In total, this code does either one or zero database queries. The only deliberate optimization performed is using the emails
variable. Using QuerySet.exists()
for the if
or QuerySet.count()
for the count would each cause additional queries.
Use QuerySet.update()
and delete()
Rather than retrieve a load of objects, set some values, and save them individual, use a bulk SQL UPDATE statement, via QuerySet.update(). Similarly, do bulk deletes where possible.
Note, however, that these bulk update methods cannot call the save()
or delete()
methods of individual instances, which means that any custom behavior you have added for these methods will not be executed, including anything driven from the normal database object signals.
Use foreign key values directly
If you only need a foreign key value, use the foreign key value that is already on the object you’ve got, rather than getting the whole related object and taking its primary key. i.e. do:
entry.blog_id
instead of:
entry.blog.id
Don’t order results if you don’t care
Ordering is not free; each field to order by is an operation the database must perform. If a model has a default ordering (Meta.ordering
) and you don’t need it, remove it on a QuerySet
by calling order_by()
with no parameters.
Adding an index to your database may help to improve ordering performance.
Use bulk methods
Use bulk methods to reduce the number of SQL statements.
Create in bulk
When creating objects, where possible, use the bulk_create()
method to reduce the number of SQL queries. For example:
Entry.objects.bulk_create([
Entry(headline='This is a test'),
Entry(headline='This is only a test'),
])
…is preferable to:
Entry.objects.create(headline='This is a test')
Entry.objects.create(headline='This is only a test')
Note that there are a number of caveats to this method
, so make sure it’s appropriate for your use case.
Update in bulk
When updating objects, where possible, use the bulk_update()

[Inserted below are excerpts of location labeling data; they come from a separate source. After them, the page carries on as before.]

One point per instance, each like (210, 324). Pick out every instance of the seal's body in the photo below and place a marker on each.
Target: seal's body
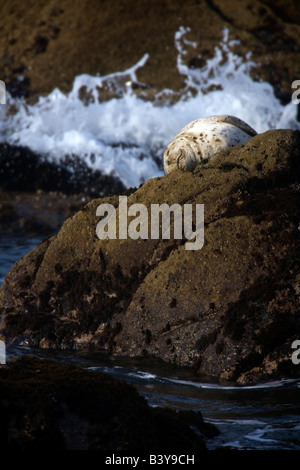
(204, 138)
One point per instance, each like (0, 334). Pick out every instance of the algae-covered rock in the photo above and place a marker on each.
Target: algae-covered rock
(229, 310)
(47, 405)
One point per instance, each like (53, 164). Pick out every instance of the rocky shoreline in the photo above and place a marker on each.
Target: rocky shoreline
(229, 310)
(47, 405)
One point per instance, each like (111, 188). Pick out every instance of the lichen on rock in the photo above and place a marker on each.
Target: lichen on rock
(229, 310)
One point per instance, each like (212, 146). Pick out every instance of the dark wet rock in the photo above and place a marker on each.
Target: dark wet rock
(229, 310)
(46, 405)
(43, 47)
(23, 170)
(39, 214)
(37, 195)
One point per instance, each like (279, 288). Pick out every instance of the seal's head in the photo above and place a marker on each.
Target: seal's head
(179, 154)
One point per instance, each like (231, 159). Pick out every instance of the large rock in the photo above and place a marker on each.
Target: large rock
(230, 309)
(44, 45)
(46, 405)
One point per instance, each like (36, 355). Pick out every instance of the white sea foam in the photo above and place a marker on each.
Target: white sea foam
(122, 135)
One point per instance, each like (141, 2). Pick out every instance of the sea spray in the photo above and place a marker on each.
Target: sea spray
(126, 134)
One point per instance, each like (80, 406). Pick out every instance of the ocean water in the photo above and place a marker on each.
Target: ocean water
(126, 135)
(265, 416)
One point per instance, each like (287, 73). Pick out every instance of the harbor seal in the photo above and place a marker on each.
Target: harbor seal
(202, 139)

method to reduce the number of SQL queries. Given a list or queryset of objects:
entries = Entry.objects.bulk_create([
Entry(headline='This is a test'),
Entry(headline='This is only a test'),
])
The following example:
entries[0].headline = 'This is not a test'
entries[1].headline = 'This is no longer a test'
Entry.objects.bulk_update(entries, ['headline'])
…is preferable to:
entries[0].headline = 'This is not a test'
entries[0].save()
entries[1].headline = 'This is no longer a test'
entries[1].save()
Note that there are a number of caveats to this method
, so make sure it’s appropriate for your use case.
Insert in bulk
When inserting objects into ManyToManyFields
, use add()
with multiple objects to reduce the number of SQL queries. For example:
my_band.members.add(me, my_friend)
…is preferable to:
my_band.members.add(me)
my_band.members.add(my_friend)
…where Bands
and Artists
have a many-to-many relationship.
When inserting different pairs of objects into ManyToManyField
or when the custom through
table is defined, use bulk_create()
method to reduce the number of SQL queries. For example:
PizzaToppingRelationship = Pizza.toppings.through
PizzaToppingRelationship.objects.bulk_create([
PizzaToppingRelationship(pizza=my_pizza, topping=pepperoni),
PizzaToppingRelationship(pizza=your_pizza, topping=pepperoni),
PizzaToppingRelationship(pizza=your_pizza, topping=mushroom),
], ignore_conflicts=True)
…is preferable to:
my_pizza.toppings.add(pepperoni)
your_pizza.toppings.add(pepperoni, mushroom)
…where Pizza
and Topping
have a many-to-many relationship. Note that there are a number of caveats to this method
, so make sure it’s appropriate for your use case.
Remove in bulk
When removing objects from ManyToManyFields
, use remove()
with multiple objects to reduce the number of SQL queries. For example:
my_band.members.remove(me, my_friend)
…is preferable to:
my_band.members.remove(me)
my_band.members.remove(my_friend)
…where Bands
and Artists
have a many-to-many relationship.
When removing different pairs of objects from ManyToManyFields
, use delete()
on a Q
expression with multiple through
model instances to reduce the number of SQL queries. For example:
from django.db.models import Q
PizzaToppingRelationship = Pizza.toppings.through
PizzaToppingRelationship.objects.filter(
Q(pizza=my_pizza, topping=pepperoni) |
Q(pizza=your_pizza, topping=pepperoni) |
Q(pizza=your_pizza, topping=mushroom)
).delete()
…is preferable to:
my_pizza.toppings.remove(pepperoni)
your_pizza.toppings.remove(pepperoni, mushroom)
…where Pizza
and Topping
have a many-to-many relationship.